Career activists commit economic disobedience by:
1. Rejecting the debasing workplace definitions used by employers. They will not agree to be labeled either as an “employee’ or, if they’re in transition, as a “job seeker.” Instead, they define themselves as a “person of talent” and work to express and experience that description.
2. Rejecting the debasing career structures used by employers. They will not limit their personal fulfillment by working on a corporate career ladder or for a gold watch. Instead, they become their own “career captain” and work toward goals with meaning and value for them.
3. Rejecting the debasing development policies used by employers.

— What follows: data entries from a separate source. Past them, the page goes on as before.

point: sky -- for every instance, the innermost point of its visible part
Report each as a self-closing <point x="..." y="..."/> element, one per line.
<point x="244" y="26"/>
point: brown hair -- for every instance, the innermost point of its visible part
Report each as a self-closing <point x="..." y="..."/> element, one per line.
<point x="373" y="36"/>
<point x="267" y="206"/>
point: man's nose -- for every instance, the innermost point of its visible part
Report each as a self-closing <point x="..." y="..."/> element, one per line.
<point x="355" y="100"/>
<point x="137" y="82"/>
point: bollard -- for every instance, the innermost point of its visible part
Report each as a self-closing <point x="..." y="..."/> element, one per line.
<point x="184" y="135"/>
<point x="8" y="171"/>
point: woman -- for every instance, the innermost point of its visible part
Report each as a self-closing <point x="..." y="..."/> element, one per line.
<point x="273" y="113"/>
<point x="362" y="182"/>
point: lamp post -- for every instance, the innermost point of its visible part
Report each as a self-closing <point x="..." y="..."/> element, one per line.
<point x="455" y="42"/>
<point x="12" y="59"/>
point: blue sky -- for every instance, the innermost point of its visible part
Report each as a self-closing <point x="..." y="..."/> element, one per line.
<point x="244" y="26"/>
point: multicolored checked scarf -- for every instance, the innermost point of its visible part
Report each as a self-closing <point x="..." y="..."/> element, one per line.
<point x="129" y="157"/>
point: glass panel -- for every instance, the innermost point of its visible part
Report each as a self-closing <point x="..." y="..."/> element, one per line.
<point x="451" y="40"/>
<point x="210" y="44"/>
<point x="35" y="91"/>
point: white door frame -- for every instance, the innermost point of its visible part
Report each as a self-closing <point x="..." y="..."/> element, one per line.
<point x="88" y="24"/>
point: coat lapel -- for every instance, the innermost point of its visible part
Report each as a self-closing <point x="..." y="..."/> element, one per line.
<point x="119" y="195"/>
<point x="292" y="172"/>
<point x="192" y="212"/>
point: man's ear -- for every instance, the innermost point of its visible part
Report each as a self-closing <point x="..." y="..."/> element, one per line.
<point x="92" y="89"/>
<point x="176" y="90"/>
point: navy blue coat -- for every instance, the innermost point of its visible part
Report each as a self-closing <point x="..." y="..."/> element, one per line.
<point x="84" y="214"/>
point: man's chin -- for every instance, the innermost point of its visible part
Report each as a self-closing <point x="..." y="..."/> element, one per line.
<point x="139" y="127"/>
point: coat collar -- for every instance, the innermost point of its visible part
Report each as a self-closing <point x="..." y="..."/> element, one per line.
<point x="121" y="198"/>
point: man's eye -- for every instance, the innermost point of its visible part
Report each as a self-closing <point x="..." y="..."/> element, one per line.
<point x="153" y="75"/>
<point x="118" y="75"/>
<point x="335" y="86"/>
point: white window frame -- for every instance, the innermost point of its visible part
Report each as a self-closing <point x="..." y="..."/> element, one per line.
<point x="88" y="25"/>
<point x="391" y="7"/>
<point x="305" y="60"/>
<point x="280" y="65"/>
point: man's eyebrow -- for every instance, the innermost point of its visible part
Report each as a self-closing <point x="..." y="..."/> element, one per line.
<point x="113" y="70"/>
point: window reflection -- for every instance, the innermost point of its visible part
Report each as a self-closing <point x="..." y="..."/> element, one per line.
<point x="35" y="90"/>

They will not work for employers that interfere with or restrain their acquisition of ever greater expertise. Instead, they reset themselves as a “work in progress” and take charge of their own development.
These are not philosophical concepts. They are not simply topics for discussion with no relation to what happens outside this blog. They are a plan of action – a set of principles that will have a real and enduring impact on the quality of your work experience, but only if they are practiced each and every day.
To put it bluntly, economic disobedience isn’t for those who think everything is just fine in corporate America. Or will be as soon as the economy gets better. And, economic disobedience doesn’t matter to those who accept their second class status at work. Or believe it is all they can ever hope to achieve.
No, economic disobedience makes sense only to those who recognize the peril in the current behavior of many American employers. It is appropriate only for people who are convinced that they deserve the full rights of citizenship in the workplace as well as everywhere else in society. And, economic disobedience appeals only to working men and women who are determined to bring opportunity back to the land that invented it for both themselves and their kids.
Unlike its kissing cousin, civil, economic disobedience doesn’t happen by marching against corporate greed. Or by occupying public parks. Rather, economic disobedience occurs in the workplace both as a proactive affirmation of one’s own gift of talent and as a daily declaration of independence from corporate debasement. As I depict in my novel, A Multitude of Hope, economic disobedience isn’t for the faint of heart, but it is, to quote a phrase, for everyone else who yearns to breathe free in the workplace.